Il significato dell’unità originaria dell’uomo, che Dio ha creato “maschio e femmina”, si ottiene (particolarmente alla luce di Gen 2,23) conoscendo l’uomo nell’intera dotazione del suo essere, cioè in tutta la ricchezza di quel mistero della creazione, che sta alla base dell’antropologia teologica. Questa conoscenza, la ricerca cioè dell’identità umana di colui che all’inizio “è solo”, deve passare sempre attraverso la dualità, la “comunione”.

Ricordiamo il passo di Gen 2,23: “Allora l’uomo disse: “Questa volta essa è carne della mia carne e osso delle mie ossa. La si chiamerà donna perché dall’uomo è stata tolta!”. Alla luce di questo testo, comprendiamo che la conoscenza dell’uomo passa attraverso la mascolinità e la femminilità, che sono come due “incarnazioni” della stessa metafisica solitudine, di fronte a Dio e al mondo – come due modi di “essere corpo” ed insieme uomo, che si completano reciprocamente – come due dimensioni complementari dell’autocoscienza e dell’autodeterminazione e, nello stesso tempo, come due coscienze complementari del significato del corpo.

Così, come già dimostra Gen 2,23, la femminilità ritrova, in certo senso, se stessa di fronte alla mascolinità, mentre la mascolinità si conferma attraverso la femminilità. Proprio la funzione del sesso, che è, in un certo senso, “costitutivo della persona” (non soltanto “attributo della persona”), dimostra quanto profondamente l’uomo, con tutta la sua solitudine spirituale, con la unicità ed irripetibilità propria della persona, sia costituito dal corpo come “lui” o “lei”. La presenza dell’elemento femminile, accanto a quello maschile ed insieme con esso, ha il significato di un arricchimento per l’uomo in tutta la prospettiva della sua storia, ivi compresa la storia della salvezza. Tutto questo insegnamento sull’unità è già stato espresso originariamente in Gen 2,23.

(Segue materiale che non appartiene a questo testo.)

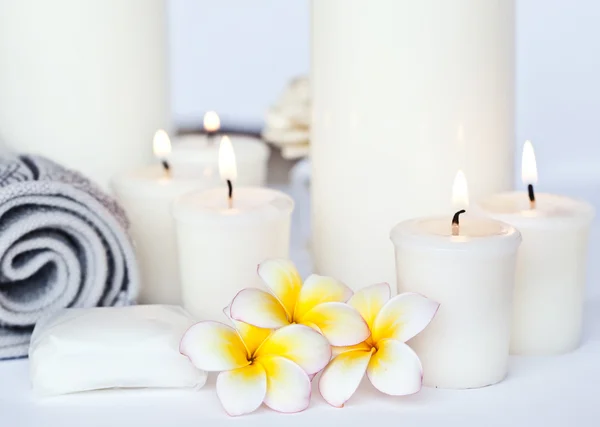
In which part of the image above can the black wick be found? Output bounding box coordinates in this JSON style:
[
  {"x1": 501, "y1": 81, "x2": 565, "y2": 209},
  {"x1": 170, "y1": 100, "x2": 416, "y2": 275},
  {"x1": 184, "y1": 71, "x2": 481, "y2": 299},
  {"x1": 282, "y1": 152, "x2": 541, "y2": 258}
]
[
  {"x1": 452, "y1": 209, "x2": 466, "y2": 236},
  {"x1": 227, "y1": 179, "x2": 233, "y2": 209},
  {"x1": 527, "y1": 184, "x2": 535, "y2": 209}
]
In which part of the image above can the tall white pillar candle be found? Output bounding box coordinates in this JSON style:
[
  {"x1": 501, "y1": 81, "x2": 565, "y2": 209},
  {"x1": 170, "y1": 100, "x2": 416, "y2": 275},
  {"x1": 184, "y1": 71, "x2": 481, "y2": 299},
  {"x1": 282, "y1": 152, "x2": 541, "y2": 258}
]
[
  {"x1": 112, "y1": 131, "x2": 269, "y2": 304},
  {"x1": 476, "y1": 141, "x2": 594, "y2": 355},
  {"x1": 391, "y1": 216, "x2": 521, "y2": 389},
  {"x1": 0, "y1": 0, "x2": 170, "y2": 187},
  {"x1": 311, "y1": 0, "x2": 515, "y2": 288},
  {"x1": 173, "y1": 187, "x2": 294, "y2": 320}
]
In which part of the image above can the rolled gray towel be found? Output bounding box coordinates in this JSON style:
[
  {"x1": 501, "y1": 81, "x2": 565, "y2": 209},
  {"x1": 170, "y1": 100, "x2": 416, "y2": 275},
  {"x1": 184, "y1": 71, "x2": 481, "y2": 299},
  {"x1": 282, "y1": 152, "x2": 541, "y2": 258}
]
[{"x1": 0, "y1": 155, "x2": 139, "y2": 359}]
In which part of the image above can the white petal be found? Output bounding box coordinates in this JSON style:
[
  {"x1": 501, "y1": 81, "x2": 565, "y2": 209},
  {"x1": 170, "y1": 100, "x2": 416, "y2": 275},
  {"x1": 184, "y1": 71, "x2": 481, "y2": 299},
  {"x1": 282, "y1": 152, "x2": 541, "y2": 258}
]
[
  {"x1": 255, "y1": 325, "x2": 331, "y2": 375},
  {"x1": 294, "y1": 274, "x2": 352, "y2": 323},
  {"x1": 319, "y1": 350, "x2": 371, "y2": 408},
  {"x1": 230, "y1": 288, "x2": 290, "y2": 329},
  {"x1": 371, "y1": 293, "x2": 440, "y2": 342},
  {"x1": 217, "y1": 363, "x2": 267, "y2": 416},
  {"x1": 348, "y1": 283, "x2": 391, "y2": 328},
  {"x1": 257, "y1": 259, "x2": 302, "y2": 320},
  {"x1": 179, "y1": 321, "x2": 250, "y2": 371},
  {"x1": 302, "y1": 302, "x2": 371, "y2": 346},
  {"x1": 256, "y1": 356, "x2": 312, "y2": 413},
  {"x1": 367, "y1": 339, "x2": 423, "y2": 396}
]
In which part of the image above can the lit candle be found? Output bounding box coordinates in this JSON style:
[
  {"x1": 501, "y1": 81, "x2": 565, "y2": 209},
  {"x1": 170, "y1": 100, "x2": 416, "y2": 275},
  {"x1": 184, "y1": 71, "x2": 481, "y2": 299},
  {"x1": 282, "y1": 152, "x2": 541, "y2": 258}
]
[
  {"x1": 152, "y1": 129, "x2": 171, "y2": 173},
  {"x1": 111, "y1": 130, "x2": 209, "y2": 305},
  {"x1": 477, "y1": 141, "x2": 594, "y2": 355},
  {"x1": 390, "y1": 171, "x2": 521, "y2": 389},
  {"x1": 173, "y1": 137, "x2": 294, "y2": 320},
  {"x1": 168, "y1": 111, "x2": 270, "y2": 187}
]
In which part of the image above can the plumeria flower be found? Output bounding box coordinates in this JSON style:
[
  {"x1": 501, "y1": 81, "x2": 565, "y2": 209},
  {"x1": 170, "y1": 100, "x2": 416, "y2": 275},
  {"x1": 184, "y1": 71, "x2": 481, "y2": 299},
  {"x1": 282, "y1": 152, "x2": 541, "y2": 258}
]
[
  {"x1": 180, "y1": 314, "x2": 331, "y2": 416},
  {"x1": 319, "y1": 283, "x2": 439, "y2": 407},
  {"x1": 230, "y1": 259, "x2": 370, "y2": 346}
]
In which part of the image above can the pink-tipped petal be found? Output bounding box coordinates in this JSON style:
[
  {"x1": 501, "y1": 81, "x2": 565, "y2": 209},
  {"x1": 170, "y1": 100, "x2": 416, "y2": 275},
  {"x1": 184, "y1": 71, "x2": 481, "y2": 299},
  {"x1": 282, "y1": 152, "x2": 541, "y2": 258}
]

X.II. L’unità di cui parla Gen 2,24 (“i due saranno una sola carne”), è senza dubbio quella che si esprime e realizza nell’atto coniugale. La formulazione biblica, estremamente concisa e semplice, indica il sesso, femminilità e mascolinità, come quella caratteristica dell’uomo – maschio e femmina – che permette loro, quando diventano “una sola carne”, di sottoporre contemporaneamente tutta la loro umanità alla benedizione della fecondità. Tuttavia, l’intero contesto della lapidaria formulazione non ci permette di soffermarci alla superficie della sessualità umana, non consente di trattare del corpo e del sesso al di fuori della piena dimensione dell’uomo e della “comunione di persone”, ma ci obbliga fin dal “principio” a scorgere la pienezza e la profondità proprie di questa unità che uomo e donna debbono costituire alla luce della rivelazione del corpo.

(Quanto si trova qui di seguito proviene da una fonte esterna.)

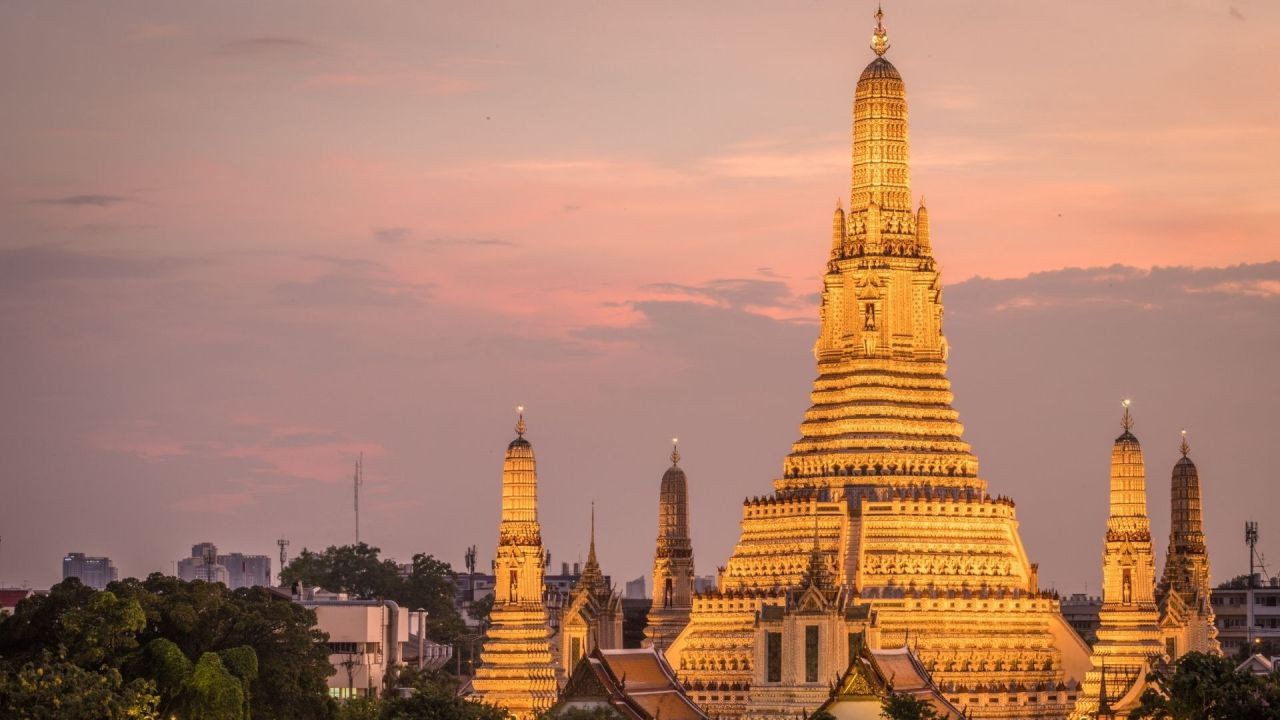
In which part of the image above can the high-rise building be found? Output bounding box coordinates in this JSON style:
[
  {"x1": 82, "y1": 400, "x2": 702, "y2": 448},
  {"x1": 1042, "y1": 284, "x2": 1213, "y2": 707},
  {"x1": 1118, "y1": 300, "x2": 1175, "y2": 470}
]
[
  {"x1": 667, "y1": 13, "x2": 1089, "y2": 719},
  {"x1": 644, "y1": 447, "x2": 694, "y2": 650},
  {"x1": 471, "y1": 409, "x2": 557, "y2": 720},
  {"x1": 1071, "y1": 400, "x2": 1165, "y2": 720},
  {"x1": 63, "y1": 552, "x2": 120, "y2": 589},
  {"x1": 178, "y1": 542, "x2": 271, "y2": 589}
]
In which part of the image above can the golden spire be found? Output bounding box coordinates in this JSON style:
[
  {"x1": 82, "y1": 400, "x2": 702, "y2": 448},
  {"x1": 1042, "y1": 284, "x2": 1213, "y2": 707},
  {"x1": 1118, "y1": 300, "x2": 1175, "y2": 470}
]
[{"x1": 872, "y1": 5, "x2": 888, "y2": 56}]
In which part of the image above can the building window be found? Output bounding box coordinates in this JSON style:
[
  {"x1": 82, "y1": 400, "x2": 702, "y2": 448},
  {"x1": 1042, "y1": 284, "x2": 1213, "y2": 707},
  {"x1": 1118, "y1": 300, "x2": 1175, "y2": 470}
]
[
  {"x1": 764, "y1": 633, "x2": 782, "y2": 683},
  {"x1": 804, "y1": 625, "x2": 818, "y2": 683}
]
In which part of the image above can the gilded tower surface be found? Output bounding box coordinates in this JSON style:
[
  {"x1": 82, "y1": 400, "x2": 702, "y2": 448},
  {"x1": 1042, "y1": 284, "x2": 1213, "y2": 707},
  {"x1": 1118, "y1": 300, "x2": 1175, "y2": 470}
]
[
  {"x1": 1073, "y1": 400, "x2": 1165, "y2": 720},
  {"x1": 667, "y1": 13, "x2": 1088, "y2": 717},
  {"x1": 644, "y1": 442, "x2": 694, "y2": 650},
  {"x1": 472, "y1": 409, "x2": 557, "y2": 720},
  {"x1": 1156, "y1": 430, "x2": 1221, "y2": 657}
]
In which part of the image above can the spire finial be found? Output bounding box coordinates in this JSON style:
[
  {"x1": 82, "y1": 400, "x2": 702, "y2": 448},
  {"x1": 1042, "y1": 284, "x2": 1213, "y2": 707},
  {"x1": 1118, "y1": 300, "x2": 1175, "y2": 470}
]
[{"x1": 872, "y1": 4, "x2": 888, "y2": 56}]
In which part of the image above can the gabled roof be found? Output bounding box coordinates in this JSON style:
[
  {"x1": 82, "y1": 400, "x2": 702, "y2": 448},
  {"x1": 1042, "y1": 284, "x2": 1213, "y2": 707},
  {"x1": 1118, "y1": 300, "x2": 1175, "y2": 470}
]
[
  {"x1": 552, "y1": 648, "x2": 709, "y2": 720},
  {"x1": 822, "y1": 646, "x2": 964, "y2": 720}
]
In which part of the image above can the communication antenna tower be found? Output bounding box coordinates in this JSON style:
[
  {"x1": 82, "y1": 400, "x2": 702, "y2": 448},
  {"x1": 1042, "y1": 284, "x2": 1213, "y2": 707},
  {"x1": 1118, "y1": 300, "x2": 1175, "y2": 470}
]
[
  {"x1": 275, "y1": 538, "x2": 289, "y2": 587},
  {"x1": 352, "y1": 451, "x2": 365, "y2": 544}
]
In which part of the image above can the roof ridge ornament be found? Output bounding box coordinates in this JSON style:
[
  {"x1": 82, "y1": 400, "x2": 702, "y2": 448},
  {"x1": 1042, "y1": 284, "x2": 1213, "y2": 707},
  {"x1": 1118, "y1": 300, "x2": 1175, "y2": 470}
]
[{"x1": 872, "y1": 4, "x2": 888, "y2": 58}]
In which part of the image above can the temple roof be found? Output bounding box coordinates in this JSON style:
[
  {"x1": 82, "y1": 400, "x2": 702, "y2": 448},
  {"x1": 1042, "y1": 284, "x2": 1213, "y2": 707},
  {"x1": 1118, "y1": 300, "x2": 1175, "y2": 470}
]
[{"x1": 858, "y1": 58, "x2": 902, "y2": 82}]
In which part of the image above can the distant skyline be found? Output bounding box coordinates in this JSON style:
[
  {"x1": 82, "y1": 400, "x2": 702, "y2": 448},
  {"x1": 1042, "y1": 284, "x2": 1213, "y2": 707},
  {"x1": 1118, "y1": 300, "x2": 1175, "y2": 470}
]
[{"x1": 0, "y1": 0, "x2": 1280, "y2": 592}]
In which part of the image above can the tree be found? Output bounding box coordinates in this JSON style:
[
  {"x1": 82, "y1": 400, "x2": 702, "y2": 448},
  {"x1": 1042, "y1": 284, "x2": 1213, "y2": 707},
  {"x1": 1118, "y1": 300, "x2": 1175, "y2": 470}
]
[
  {"x1": 0, "y1": 574, "x2": 334, "y2": 720},
  {"x1": 280, "y1": 543, "x2": 466, "y2": 644},
  {"x1": 881, "y1": 689, "x2": 942, "y2": 720},
  {"x1": 0, "y1": 651, "x2": 160, "y2": 720},
  {"x1": 1132, "y1": 652, "x2": 1280, "y2": 720},
  {"x1": 467, "y1": 593, "x2": 493, "y2": 632}
]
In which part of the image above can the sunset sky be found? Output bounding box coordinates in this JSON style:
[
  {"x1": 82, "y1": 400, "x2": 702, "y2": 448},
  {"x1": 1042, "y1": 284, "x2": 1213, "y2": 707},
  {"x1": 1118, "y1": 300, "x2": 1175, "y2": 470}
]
[{"x1": 0, "y1": 0, "x2": 1280, "y2": 592}]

Quindi, prima di tutto, l’espressione prospettica che dice: “l’uomo … si unirà alla sua moglie” così intimamente che “i due saranno una sola carne”, ci induce sempre a rivolgerci a ciò che il testo biblico esprime antecedentemente riguardo all’unione nell’umanità, che lega la donna e l’uomo nel mistero stesso della creazione. Le parole di Gen 2,23, or ora analizzate, spiegano questo concetto in modo particolare. L’uomo e la donna, unendosi tra loro (nell’atto coniugale) così strettamente da divenire “una sola carne”, riscoprono, per così dire, ogni volta e in modo speciale il mistero della creazione, ritornano così a quell’unione nell’umanità (“carne della mia carne e osso dalle mie ossa!), che permette loro di riconoscersi reciprocamente e, come la prima volta, di chiamarsi per nome. Ciò significa rivivere, in certo senso, l’originario valore verginale dell’uomo, che emerge dal mistero della sua solitudine di fronte a Dio e in mezzo al mondo. Il fatto che divengano “una sola carne” è un potente legame stabilito dal Creatore, attraverso il quale essi scoprono la propria umanità sia nella sua unità originaria, sia nella dualità di una misteriosa attrattiva reciproca. Il sesso, però, è qualcosa di più della forza misteriosa della corporeità umana, che agisce quasi in virtù dell’istinto. A livello di uomo e nella reciproca relazione delle persone, il sesso esprime un sempre nuovo superamento del limite della solitudine dell’uomo insita nella costituzione del suo corpo, e ne determina il significato originario. Questo superamento contiene sempre in sé una certa assunzione della solitudine del corpo del secondo “io” come propria.